Para Lipovetsky, la cuestión más enigmática, a la hora de entender la identidad femenina en las actuales sociedades igualitarias, es la relativa continuidad de los roles tradicionales (papel todavía central en el hogar, predominio del elemento sentimental frente al racional o la elevada valoración de la estética en el mundo de valores femeninos). Los atributos atribuidos a la mujer durante tantos siglos y ahora reconfigurados en la sociedad posmoderna, coexisten con tradiciones que, para el autor, no responden meramente a inercias históricas, como arcaísmos resistentes, ni al impacto de un determinismo biológico en el orden social y psíquico, sino que se acomodan a la nueva autonomía individual de la mujer, como vectores de su identidad de género y poder.

Por su parte, Bordieu pone adecuadamente el acento en que no solo la mujer es sujeto pasivo de férreas estructuras simbólicas. También el hombre es prisionero y víctima de las representaciones dominantes, que le obligan a una confirmación constante de los estereotipos propios de la virilidad.

El avance cultural basado en la puesta en práctica de estos modelos de género en transformación, con nuevos patrones de conducta, permitirá a largo plazo un cambio social significativo, que no es susceptible de producirse sin más con la acción performativa de medidas políticas, como las cuotas de paridad propugnadas por el feminismo de la igualdad, cuya discutible eficacia critican por igual Bordieu y Lipovetsky. Ello sucede por la extraordinaria autonomía relativa de las estructuras sexuales frente a las económico-políticas (Bordieu), cuya evolución no corre pareja. Por ello, las modificaciones en una de esas esferas mediante reformas políticas puede dejar inalterada la situación en la otra durante, todavía, muy largos períodos.

En cualquier caso, tras la lectura de las obras de Bordieu y Lipovetski queda en el aire un aroma a utopía y fin de la historia.
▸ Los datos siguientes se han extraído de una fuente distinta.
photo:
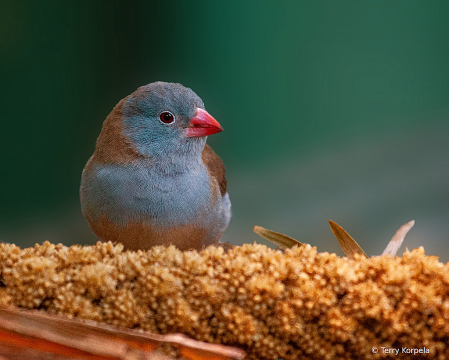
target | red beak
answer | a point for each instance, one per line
(203, 124)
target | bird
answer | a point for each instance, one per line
(152, 179)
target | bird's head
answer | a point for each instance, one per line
(161, 119)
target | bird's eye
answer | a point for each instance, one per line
(167, 117)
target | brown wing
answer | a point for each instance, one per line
(215, 167)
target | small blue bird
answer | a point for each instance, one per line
(152, 179)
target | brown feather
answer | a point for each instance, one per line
(215, 167)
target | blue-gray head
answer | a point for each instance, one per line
(163, 119)
(164, 122)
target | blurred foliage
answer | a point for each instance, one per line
(358, 88)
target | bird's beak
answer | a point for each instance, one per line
(203, 124)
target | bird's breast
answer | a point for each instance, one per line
(126, 194)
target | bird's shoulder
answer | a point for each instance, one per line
(215, 167)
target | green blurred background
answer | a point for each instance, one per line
(331, 109)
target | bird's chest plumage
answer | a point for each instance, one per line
(126, 194)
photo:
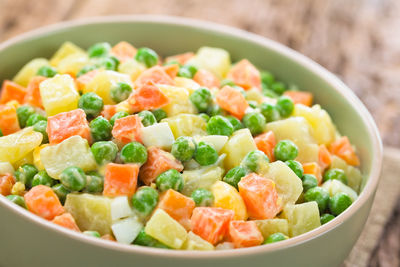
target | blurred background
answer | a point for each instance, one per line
(358, 40)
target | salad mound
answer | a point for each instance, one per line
(189, 152)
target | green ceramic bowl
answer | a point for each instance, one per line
(27, 240)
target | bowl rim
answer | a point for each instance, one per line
(328, 77)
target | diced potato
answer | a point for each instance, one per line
(59, 94)
(159, 135)
(65, 50)
(336, 186)
(321, 123)
(271, 226)
(227, 197)
(237, 147)
(217, 141)
(302, 218)
(162, 227)
(179, 101)
(354, 176)
(203, 177)
(103, 82)
(29, 70)
(288, 185)
(91, 212)
(16, 146)
(195, 242)
(126, 230)
(186, 125)
(73, 151)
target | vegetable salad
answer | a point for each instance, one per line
(191, 152)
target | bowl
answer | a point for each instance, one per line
(27, 239)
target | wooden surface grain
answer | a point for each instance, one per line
(358, 40)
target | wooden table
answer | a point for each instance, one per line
(358, 40)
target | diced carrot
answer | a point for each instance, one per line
(181, 58)
(86, 78)
(66, 220)
(123, 51)
(260, 196)
(245, 234)
(211, 224)
(300, 97)
(172, 70)
(8, 119)
(42, 201)
(343, 149)
(158, 161)
(128, 129)
(178, 206)
(12, 91)
(245, 75)
(120, 179)
(314, 169)
(266, 143)
(206, 78)
(32, 96)
(324, 157)
(156, 75)
(6, 183)
(66, 124)
(147, 97)
(233, 101)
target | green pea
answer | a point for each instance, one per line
(104, 151)
(183, 148)
(202, 197)
(144, 239)
(99, 50)
(296, 167)
(339, 203)
(73, 178)
(326, 218)
(92, 233)
(20, 201)
(205, 154)
(120, 92)
(134, 152)
(335, 174)
(61, 192)
(234, 175)
(147, 118)
(147, 56)
(255, 121)
(270, 112)
(254, 161)
(201, 99)
(47, 71)
(319, 195)
(219, 125)
(159, 114)
(23, 114)
(91, 103)
(100, 128)
(118, 115)
(285, 106)
(275, 237)
(309, 181)
(170, 179)
(41, 127)
(94, 182)
(25, 174)
(145, 200)
(285, 150)
(236, 123)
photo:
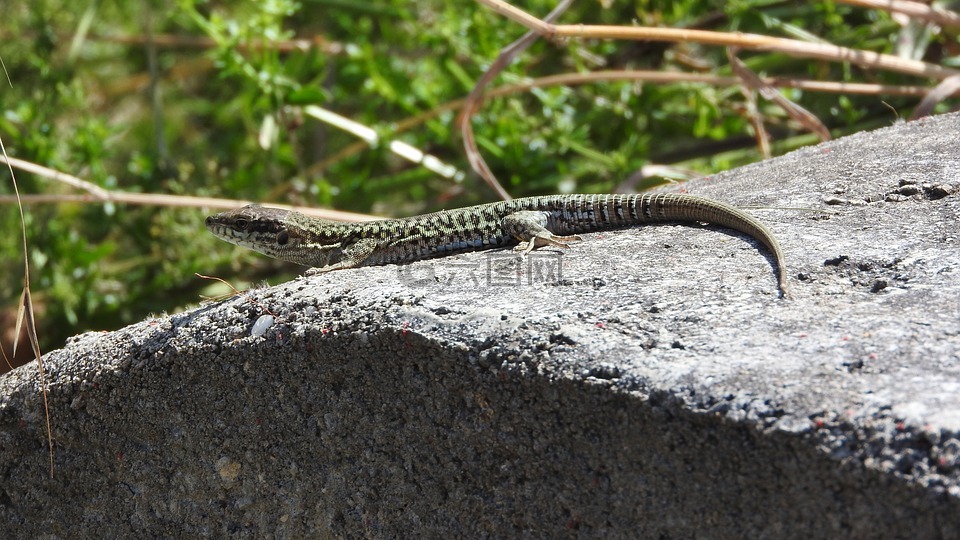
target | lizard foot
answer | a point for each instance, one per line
(546, 239)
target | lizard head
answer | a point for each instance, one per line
(274, 232)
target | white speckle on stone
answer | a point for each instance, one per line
(262, 325)
(228, 469)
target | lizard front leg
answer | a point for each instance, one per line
(352, 256)
(530, 228)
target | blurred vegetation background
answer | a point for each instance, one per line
(200, 98)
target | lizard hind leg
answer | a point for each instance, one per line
(530, 228)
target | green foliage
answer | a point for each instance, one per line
(226, 118)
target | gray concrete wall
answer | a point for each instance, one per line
(644, 383)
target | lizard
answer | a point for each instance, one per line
(534, 222)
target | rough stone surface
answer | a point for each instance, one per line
(645, 383)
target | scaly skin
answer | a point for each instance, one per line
(534, 222)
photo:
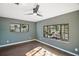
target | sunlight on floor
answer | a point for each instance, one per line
(39, 51)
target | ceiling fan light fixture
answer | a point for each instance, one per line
(35, 14)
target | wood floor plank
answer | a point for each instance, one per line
(22, 49)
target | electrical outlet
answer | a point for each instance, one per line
(76, 49)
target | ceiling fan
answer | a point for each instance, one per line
(35, 11)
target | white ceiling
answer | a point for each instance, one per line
(48, 10)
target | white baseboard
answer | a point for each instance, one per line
(40, 42)
(16, 43)
(58, 48)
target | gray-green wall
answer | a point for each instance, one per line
(12, 37)
(36, 31)
(73, 20)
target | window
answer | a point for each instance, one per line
(58, 31)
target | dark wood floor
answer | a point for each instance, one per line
(22, 49)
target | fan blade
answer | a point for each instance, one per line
(29, 14)
(39, 15)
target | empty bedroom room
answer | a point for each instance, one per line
(39, 29)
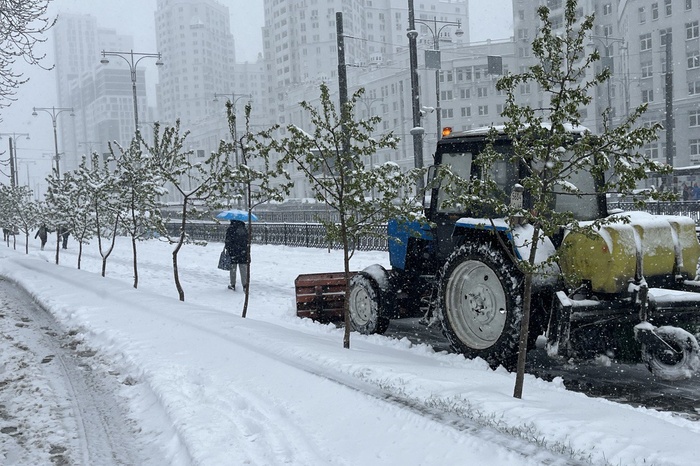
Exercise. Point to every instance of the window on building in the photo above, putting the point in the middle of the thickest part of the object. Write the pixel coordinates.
(651, 151)
(694, 118)
(694, 88)
(665, 35)
(693, 59)
(694, 149)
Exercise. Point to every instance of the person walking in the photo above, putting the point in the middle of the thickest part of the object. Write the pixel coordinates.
(42, 234)
(65, 233)
(236, 244)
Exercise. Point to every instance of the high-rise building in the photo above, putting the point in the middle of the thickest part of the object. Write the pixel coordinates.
(195, 40)
(632, 37)
(648, 28)
(101, 95)
(300, 38)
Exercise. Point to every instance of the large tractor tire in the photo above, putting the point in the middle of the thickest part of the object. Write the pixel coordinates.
(365, 305)
(678, 362)
(480, 304)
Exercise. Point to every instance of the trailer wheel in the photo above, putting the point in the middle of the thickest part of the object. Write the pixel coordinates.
(365, 305)
(480, 304)
(680, 361)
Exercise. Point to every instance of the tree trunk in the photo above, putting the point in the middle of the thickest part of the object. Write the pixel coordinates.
(525, 322)
(346, 268)
(136, 269)
(176, 276)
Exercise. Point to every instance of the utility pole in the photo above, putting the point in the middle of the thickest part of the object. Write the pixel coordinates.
(417, 130)
(669, 109)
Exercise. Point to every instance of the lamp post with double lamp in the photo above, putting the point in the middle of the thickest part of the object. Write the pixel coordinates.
(233, 98)
(13, 155)
(432, 58)
(132, 59)
(53, 113)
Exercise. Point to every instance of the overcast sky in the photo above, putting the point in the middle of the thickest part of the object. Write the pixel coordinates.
(491, 19)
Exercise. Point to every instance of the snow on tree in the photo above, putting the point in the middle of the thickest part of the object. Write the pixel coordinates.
(140, 186)
(195, 182)
(23, 24)
(19, 211)
(335, 158)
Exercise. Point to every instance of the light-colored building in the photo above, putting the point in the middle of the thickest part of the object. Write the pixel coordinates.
(101, 95)
(646, 27)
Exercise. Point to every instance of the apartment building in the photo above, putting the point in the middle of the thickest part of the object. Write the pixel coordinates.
(101, 95)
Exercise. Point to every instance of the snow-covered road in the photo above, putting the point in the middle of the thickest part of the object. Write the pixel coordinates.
(203, 386)
(55, 408)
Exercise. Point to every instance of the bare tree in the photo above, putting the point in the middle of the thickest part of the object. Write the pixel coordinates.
(23, 25)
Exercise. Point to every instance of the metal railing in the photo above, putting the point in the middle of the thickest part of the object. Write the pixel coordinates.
(309, 235)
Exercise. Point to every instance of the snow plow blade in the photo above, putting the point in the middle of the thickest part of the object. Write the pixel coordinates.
(321, 296)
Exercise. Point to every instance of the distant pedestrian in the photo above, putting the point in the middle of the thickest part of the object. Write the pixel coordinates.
(236, 244)
(65, 233)
(43, 235)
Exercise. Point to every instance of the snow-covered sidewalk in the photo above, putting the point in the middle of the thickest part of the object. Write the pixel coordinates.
(211, 388)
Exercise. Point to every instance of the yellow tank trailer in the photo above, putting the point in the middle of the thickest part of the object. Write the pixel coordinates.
(658, 248)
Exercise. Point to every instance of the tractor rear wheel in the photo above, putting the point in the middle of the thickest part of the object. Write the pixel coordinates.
(480, 304)
(680, 360)
(365, 305)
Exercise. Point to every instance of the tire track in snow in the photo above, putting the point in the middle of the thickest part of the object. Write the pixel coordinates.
(99, 431)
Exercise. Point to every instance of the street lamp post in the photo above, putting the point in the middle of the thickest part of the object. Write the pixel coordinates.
(14, 181)
(132, 59)
(53, 113)
(435, 31)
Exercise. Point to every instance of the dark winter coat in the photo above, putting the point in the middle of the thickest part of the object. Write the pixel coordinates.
(237, 242)
(42, 234)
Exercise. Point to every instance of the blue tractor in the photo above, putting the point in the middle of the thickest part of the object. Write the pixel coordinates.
(629, 290)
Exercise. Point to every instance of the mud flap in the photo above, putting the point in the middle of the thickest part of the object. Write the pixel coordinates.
(559, 327)
(670, 353)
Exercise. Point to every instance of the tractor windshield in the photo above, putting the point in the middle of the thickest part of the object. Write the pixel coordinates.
(575, 194)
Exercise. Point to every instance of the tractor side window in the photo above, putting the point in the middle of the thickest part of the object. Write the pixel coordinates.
(461, 165)
(584, 205)
(505, 174)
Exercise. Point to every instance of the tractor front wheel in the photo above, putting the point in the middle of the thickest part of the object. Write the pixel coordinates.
(365, 305)
(480, 304)
(679, 359)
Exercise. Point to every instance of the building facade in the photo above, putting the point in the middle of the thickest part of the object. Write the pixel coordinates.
(100, 94)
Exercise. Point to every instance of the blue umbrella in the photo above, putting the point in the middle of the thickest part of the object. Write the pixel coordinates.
(236, 214)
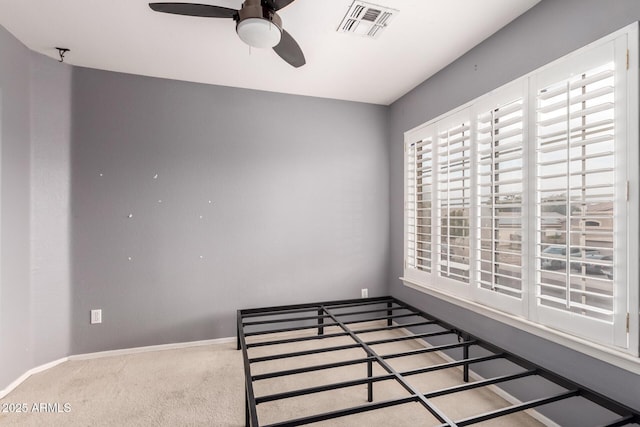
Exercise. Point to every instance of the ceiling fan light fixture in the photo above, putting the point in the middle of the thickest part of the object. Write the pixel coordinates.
(259, 32)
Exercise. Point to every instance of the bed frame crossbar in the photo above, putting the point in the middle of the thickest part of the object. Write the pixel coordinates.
(259, 323)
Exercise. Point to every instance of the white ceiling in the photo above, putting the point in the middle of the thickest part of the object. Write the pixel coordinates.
(127, 36)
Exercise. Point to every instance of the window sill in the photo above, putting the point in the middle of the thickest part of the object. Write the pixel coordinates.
(620, 359)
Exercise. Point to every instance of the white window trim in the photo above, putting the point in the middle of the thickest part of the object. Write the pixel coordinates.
(626, 359)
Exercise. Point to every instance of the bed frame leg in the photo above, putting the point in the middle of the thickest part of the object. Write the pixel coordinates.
(320, 322)
(370, 383)
(247, 421)
(465, 372)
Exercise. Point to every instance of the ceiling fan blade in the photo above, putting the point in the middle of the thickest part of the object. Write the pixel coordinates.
(192, 9)
(289, 50)
(277, 4)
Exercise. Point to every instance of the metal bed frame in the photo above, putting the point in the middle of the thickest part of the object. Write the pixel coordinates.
(394, 314)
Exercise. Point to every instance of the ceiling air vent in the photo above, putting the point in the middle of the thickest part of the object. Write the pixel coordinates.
(366, 19)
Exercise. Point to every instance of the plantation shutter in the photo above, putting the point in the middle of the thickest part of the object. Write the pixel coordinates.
(579, 194)
(454, 197)
(501, 148)
(419, 163)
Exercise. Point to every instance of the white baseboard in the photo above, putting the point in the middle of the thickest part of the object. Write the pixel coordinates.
(86, 356)
(134, 350)
(30, 372)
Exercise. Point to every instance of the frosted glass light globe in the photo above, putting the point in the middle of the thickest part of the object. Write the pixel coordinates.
(259, 32)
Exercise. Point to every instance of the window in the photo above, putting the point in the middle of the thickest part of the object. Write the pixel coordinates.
(454, 198)
(520, 200)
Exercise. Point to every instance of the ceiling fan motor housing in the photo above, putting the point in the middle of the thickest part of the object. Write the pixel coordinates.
(258, 26)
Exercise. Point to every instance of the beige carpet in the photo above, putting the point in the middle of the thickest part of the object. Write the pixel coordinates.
(204, 386)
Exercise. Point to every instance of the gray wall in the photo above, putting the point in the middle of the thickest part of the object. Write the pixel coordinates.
(15, 323)
(299, 206)
(548, 31)
(34, 173)
(50, 207)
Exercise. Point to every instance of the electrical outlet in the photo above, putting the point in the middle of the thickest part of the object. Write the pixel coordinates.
(96, 316)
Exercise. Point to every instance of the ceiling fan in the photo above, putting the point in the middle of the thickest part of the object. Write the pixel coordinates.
(257, 24)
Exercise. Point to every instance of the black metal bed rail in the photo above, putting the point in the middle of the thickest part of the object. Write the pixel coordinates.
(329, 314)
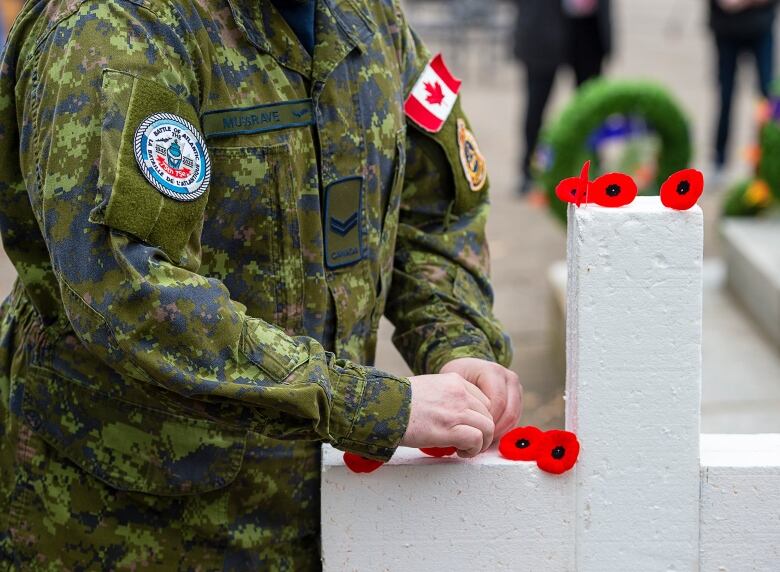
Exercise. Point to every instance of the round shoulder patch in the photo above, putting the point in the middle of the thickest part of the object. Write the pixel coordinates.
(172, 156)
(470, 158)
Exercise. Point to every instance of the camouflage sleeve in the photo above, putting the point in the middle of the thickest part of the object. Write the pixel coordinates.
(126, 257)
(441, 298)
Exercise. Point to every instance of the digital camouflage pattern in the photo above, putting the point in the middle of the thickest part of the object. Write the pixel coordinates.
(168, 369)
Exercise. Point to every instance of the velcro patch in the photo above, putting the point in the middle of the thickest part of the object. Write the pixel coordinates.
(343, 232)
(258, 119)
(471, 158)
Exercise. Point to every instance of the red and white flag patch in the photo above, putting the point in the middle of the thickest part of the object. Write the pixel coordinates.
(433, 96)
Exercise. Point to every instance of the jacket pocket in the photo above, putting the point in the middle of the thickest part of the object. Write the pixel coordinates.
(251, 236)
(129, 447)
(127, 202)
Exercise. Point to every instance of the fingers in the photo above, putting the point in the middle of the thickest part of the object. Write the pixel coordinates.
(514, 405)
(474, 435)
(493, 383)
(479, 401)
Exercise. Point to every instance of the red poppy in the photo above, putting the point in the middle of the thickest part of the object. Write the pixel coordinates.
(612, 190)
(683, 189)
(520, 444)
(558, 451)
(439, 451)
(574, 189)
(358, 464)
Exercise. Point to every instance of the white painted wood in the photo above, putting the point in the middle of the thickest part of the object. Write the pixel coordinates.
(634, 383)
(740, 503)
(639, 499)
(423, 514)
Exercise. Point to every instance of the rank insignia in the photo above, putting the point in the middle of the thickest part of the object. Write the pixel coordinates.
(470, 158)
(172, 156)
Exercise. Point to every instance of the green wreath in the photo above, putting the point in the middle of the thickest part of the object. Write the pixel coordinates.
(756, 195)
(564, 142)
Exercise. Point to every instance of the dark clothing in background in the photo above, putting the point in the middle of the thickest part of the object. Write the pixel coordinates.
(299, 15)
(746, 31)
(750, 23)
(545, 39)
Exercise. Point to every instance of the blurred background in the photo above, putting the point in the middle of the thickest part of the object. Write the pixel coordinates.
(521, 62)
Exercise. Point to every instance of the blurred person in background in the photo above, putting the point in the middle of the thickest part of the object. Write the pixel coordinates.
(549, 34)
(8, 11)
(740, 26)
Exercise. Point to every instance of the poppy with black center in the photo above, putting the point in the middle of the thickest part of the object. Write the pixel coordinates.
(520, 444)
(439, 451)
(574, 189)
(358, 464)
(612, 190)
(682, 189)
(558, 451)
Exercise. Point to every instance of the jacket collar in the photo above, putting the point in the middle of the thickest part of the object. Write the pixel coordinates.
(340, 27)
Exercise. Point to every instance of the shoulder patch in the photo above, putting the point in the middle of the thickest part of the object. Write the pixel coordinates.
(172, 156)
(433, 96)
(471, 158)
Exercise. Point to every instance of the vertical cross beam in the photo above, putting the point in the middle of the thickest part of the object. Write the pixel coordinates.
(634, 303)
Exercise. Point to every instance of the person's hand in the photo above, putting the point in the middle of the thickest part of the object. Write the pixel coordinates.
(448, 411)
(500, 385)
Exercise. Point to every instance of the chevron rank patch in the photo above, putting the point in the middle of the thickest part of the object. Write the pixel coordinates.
(343, 230)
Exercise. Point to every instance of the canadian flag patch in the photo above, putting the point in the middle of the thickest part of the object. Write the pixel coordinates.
(433, 96)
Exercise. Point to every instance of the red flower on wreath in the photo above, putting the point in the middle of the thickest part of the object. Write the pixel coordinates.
(574, 189)
(558, 451)
(358, 464)
(682, 189)
(439, 451)
(520, 444)
(612, 190)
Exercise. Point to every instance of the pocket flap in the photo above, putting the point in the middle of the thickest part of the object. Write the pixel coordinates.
(129, 447)
(132, 205)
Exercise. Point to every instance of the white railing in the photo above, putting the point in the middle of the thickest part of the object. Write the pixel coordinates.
(647, 493)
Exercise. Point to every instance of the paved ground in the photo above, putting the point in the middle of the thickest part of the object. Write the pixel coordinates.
(657, 40)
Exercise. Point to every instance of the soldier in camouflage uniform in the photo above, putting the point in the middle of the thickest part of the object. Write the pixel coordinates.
(172, 357)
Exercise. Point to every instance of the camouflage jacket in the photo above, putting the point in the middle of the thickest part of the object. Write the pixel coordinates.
(169, 367)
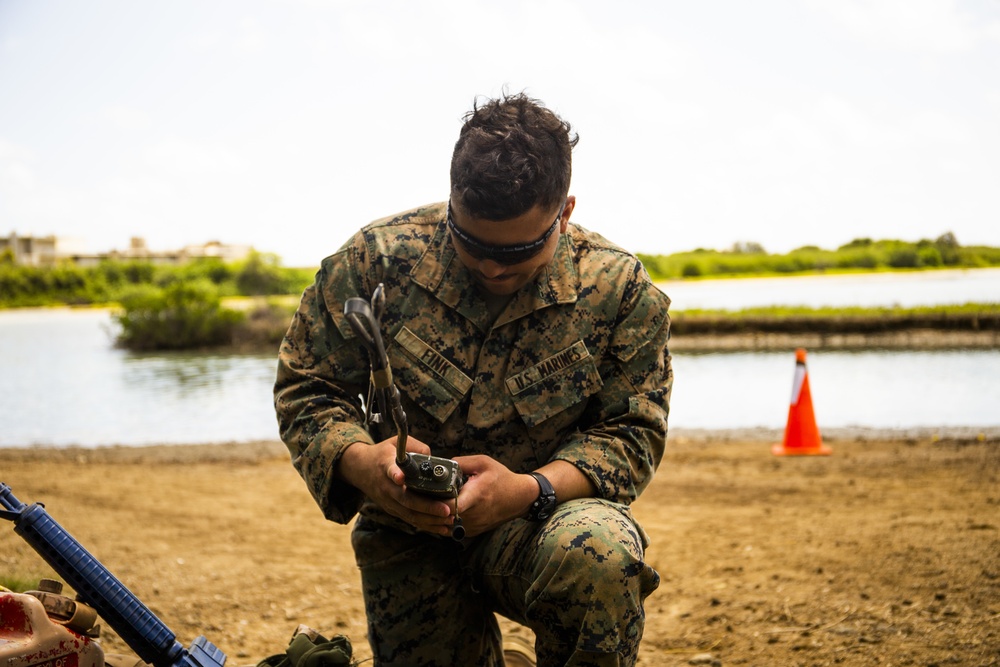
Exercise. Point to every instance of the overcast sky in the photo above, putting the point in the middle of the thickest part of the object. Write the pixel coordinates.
(288, 125)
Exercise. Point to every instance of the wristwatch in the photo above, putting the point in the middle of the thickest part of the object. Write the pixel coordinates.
(541, 509)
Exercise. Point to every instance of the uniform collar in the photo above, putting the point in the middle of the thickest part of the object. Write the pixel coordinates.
(441, 272)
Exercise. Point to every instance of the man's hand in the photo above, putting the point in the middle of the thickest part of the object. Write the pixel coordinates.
(492, 494)
(372, 469)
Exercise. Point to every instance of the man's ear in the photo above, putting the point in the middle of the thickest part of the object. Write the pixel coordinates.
(567, 212)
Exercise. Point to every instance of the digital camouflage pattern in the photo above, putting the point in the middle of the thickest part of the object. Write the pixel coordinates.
(575, 367)
(431, 601)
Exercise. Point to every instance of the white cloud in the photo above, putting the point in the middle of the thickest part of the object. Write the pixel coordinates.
(189, 159)
(936, 26)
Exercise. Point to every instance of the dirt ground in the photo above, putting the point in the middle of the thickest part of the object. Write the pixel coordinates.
(887, 552)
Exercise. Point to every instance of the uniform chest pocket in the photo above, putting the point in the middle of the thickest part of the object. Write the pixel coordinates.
(427, 377)
(563, 380)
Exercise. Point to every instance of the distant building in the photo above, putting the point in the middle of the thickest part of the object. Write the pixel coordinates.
(46, 251)
(30, 250)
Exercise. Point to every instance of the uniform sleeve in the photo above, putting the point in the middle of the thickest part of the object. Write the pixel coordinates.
(321, 374)
(621, 440)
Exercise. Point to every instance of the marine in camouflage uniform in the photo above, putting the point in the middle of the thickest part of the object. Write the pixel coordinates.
(571, 368)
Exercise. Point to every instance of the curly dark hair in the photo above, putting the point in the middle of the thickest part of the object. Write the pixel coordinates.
(511, 155)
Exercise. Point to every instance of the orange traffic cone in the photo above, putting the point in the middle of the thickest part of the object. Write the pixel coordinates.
(801, 433)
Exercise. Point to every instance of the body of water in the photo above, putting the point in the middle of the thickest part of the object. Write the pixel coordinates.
(64, 383)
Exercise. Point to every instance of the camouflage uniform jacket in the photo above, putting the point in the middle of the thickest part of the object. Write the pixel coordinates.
(576, 366)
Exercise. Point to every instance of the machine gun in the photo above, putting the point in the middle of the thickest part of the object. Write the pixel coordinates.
(430, 475)
(95, 586)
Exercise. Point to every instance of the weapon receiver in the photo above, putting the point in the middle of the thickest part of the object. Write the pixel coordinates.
(138, 627)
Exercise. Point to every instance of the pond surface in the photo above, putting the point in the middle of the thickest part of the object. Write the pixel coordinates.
(64, 383)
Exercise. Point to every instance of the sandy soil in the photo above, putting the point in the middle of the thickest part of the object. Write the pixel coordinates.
(885, 553)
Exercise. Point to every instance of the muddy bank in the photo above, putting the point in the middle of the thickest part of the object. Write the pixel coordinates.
(884, 552)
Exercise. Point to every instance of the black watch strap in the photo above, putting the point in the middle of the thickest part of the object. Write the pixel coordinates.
(541, 508)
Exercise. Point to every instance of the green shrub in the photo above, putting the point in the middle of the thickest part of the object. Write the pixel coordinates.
(183, 315)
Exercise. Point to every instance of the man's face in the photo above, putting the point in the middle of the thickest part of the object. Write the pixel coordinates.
(503, 256)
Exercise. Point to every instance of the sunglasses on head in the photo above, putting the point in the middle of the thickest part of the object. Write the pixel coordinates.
(507, 255)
Con un esquema de interpretación típico del marxismo, Bordieu señala que, a la larga y al amparo de las contradicciones inherentes a los diferentes mecanismos institucionales implicados, la acción crítica podrá contribuir a la extinción progresiva de la dominación masculina.

Por su parte, la “tercera mujer” de Lipovetsky (superación dialéctica de la “mujer depreciada”, como ser inferior y peligroso para el orden social durante la antigüedad y el medievo, y la “mujer exaltada”, con la burguesía, solo en su condición de esposa y madre) se muestra para tal autor como un proyecto todavía indeterminado, con un destino imprevisible en su autocreación aunque, frente a su visión optimista, puede dudarse si la tan anhelada autonomía femenina no acabará sucumbiendo, como los ejemplos históricos previos, a un modelo heteronormativo (pensemos en la agresividad publicitaria del mercado y en la docilidad femenina a las imágenes impuestas por el mismo).

La última etapa en la dinámica igualitaria moderna sería, para Lipovetsky, la feminización del poder.
El feminismo de la diferencia ha dado origen a un nuevo mito, la mujer como sujeto revolucionario, depositario de las esperanzas de salvación de la humanidad merced a su reserva de valores elevados: sensibilidad, intuición, preocupación por el prójimo… Lipovetsky, sin embargo, prefiere la idea de una unidad del género humano pero descartando esa temida utopía de una sociedad hiperracional, en la que la diferencia de sexos sería solo anatómica.